MEMORIAL DAY

 

I’m wearing my uniform to the parade next Monday. I recently had every seam in the old fabric let out a bit so that it could reconform to my mid-life mid-section.  I carefully stitched its frayed patchwork of emblems and ensignia back tight to the sleeves and over the breast pocket. I borrowed Ellen’s silver polish and went to work on my old brass belt buckle next.  When I had finished sewing, cleaning, and pressing every last piece of khaki issue, I hung the entire uniform on a single hanger, back of my closet door, and just looked at it for a while. The medals and badges reminded me of all the work that went into their achievement, the obstacle courses, lousy camp rations, hours of marching, early reveilles and late, rainy nights talking about our loved ones back home inside our wet canvas tents.

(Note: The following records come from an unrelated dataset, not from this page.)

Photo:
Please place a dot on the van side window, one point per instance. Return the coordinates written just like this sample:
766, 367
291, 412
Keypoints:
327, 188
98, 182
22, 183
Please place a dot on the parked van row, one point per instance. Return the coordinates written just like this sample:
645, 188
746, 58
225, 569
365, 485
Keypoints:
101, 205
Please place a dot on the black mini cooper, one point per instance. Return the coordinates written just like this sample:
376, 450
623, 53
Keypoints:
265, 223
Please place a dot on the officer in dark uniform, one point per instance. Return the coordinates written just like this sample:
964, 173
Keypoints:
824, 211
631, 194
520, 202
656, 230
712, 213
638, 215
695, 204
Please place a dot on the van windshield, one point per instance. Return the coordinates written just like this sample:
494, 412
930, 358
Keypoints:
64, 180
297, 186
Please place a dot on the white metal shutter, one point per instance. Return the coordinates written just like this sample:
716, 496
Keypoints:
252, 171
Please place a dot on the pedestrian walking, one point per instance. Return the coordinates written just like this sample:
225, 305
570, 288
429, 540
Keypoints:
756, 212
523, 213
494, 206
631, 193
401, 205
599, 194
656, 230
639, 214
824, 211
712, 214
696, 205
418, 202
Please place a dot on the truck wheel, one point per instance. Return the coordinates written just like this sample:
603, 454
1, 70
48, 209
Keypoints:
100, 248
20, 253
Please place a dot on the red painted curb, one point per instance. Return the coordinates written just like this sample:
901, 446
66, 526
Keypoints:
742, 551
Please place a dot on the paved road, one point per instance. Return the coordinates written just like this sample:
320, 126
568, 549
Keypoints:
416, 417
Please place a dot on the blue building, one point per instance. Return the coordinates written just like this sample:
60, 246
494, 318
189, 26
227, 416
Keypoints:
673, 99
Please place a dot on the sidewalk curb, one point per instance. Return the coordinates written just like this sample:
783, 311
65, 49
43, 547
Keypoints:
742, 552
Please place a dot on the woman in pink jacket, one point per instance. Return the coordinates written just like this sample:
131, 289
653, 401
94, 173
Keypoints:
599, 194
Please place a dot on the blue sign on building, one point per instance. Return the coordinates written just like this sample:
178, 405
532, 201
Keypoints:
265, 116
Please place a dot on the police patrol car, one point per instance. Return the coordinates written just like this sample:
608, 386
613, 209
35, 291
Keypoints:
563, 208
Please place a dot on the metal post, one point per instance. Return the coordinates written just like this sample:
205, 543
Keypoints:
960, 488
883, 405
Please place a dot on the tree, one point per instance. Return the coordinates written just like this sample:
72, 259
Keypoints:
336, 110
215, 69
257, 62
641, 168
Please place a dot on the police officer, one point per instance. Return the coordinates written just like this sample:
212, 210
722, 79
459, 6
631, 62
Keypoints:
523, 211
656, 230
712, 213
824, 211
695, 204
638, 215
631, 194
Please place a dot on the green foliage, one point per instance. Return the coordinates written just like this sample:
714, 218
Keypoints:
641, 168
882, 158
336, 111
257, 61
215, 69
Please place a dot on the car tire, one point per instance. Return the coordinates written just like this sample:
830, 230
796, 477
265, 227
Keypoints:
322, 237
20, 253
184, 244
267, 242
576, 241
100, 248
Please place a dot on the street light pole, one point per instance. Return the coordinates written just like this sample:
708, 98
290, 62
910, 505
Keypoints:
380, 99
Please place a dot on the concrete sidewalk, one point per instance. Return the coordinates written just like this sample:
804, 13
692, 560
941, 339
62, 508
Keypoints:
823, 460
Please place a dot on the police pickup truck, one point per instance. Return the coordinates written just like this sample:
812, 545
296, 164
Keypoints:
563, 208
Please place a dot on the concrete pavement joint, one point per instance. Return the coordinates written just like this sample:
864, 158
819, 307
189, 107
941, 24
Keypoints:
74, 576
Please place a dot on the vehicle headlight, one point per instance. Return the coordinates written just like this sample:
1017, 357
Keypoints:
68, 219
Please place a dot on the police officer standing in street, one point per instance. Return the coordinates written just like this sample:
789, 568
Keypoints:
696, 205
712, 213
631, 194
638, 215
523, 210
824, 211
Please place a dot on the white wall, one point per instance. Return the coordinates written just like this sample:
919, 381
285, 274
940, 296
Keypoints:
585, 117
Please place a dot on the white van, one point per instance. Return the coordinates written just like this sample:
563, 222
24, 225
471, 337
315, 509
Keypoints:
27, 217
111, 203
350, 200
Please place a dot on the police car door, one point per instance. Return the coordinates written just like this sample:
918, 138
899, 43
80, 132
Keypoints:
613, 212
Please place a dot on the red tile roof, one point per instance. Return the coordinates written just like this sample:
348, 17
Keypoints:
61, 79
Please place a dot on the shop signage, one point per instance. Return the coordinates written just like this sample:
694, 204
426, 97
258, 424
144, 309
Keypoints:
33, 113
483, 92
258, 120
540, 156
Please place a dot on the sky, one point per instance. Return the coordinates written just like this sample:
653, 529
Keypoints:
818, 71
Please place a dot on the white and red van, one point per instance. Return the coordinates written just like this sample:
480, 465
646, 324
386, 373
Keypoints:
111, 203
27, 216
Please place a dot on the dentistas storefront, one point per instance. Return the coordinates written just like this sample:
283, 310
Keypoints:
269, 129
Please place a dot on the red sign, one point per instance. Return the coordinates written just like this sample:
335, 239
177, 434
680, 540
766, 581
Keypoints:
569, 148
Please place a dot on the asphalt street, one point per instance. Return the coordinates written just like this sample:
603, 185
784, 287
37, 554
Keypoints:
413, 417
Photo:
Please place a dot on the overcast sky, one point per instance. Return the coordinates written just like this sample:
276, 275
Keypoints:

I remember a Memorial Day many years ago when I wore my uniform for the first time in my hometown parade.  I was so proud of the way I looked in it as we marched up the short country road from Highland High School to the tiny Fairview Cemetery in Granger. The marching band was sweating through Sousa that warm May morning, as we marched purposefully, eyes front, one, two, one, two, left, right, left… When we approached the cemetery gates, the music stopped, and the percussion continued to keep the beat alone, flat sticked on metal rims. We took our place on the sloping ground near the road, and our platoon leader ordered us to “rest”. I don’t remember who the speaker was that Memorial Day, but I do remember one thing he said. “These uniformed men with us today who are living, are also worthy of our praise and our thanks.” I remember feeling special at that moment, worthy of the admiration of my hometown, a true, young American.

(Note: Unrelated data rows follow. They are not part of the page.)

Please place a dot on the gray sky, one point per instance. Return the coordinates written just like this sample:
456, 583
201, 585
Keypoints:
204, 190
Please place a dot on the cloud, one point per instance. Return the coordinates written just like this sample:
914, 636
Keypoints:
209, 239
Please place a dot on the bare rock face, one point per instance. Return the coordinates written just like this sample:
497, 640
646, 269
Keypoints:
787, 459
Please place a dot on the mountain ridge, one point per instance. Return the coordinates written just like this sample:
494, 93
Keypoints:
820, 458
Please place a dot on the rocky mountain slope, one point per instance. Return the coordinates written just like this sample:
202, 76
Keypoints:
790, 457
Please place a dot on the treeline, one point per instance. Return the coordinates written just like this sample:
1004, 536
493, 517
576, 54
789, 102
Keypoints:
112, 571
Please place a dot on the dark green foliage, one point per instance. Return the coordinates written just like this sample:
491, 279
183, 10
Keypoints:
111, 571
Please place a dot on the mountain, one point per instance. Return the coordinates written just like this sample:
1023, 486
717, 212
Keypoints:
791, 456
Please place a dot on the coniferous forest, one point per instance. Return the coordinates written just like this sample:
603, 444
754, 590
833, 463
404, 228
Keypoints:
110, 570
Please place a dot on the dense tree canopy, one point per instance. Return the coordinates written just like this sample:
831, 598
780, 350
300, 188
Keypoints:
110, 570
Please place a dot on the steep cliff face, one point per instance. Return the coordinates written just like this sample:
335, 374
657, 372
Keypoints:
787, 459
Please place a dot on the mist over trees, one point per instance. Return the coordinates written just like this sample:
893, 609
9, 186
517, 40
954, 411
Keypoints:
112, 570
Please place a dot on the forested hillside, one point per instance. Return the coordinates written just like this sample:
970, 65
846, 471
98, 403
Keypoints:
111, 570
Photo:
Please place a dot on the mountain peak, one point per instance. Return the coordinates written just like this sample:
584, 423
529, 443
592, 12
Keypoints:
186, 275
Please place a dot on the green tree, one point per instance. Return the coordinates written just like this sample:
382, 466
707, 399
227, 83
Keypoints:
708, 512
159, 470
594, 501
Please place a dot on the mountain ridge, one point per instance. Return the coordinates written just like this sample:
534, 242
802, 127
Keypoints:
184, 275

Thirty years later, we will march up that same country road, and allow the long echoing rim shots of the drums to lead us into the cemetery. But this will be a different Memorial Day. Since we last marched at the apex of the Vietnam conflict, and through today’s confusing war in Kosovo, and shootings in Colorado, there has been a change in the way people look at war, guns, and uniforms. And there will be one other difference, the speaker, asked to summarize what Memorial Day means in at the end of the millennium, is me. And that is why it’s important to me to wear again the old uniform I’ve worked so hard to preserve, the uniform of the Boy Scouts of America. The uniform which made me proud to be a young American boy in an organization which offered me dignity, respect, and discipline when I needed it most. Scouts taught me to believe in peace through cooperation with others, and in respect for every other person through the laws of scouting, and the precepts of God. If you’re heading to a parade Monday, please take the kids. It’s good for them to be around heroes right now.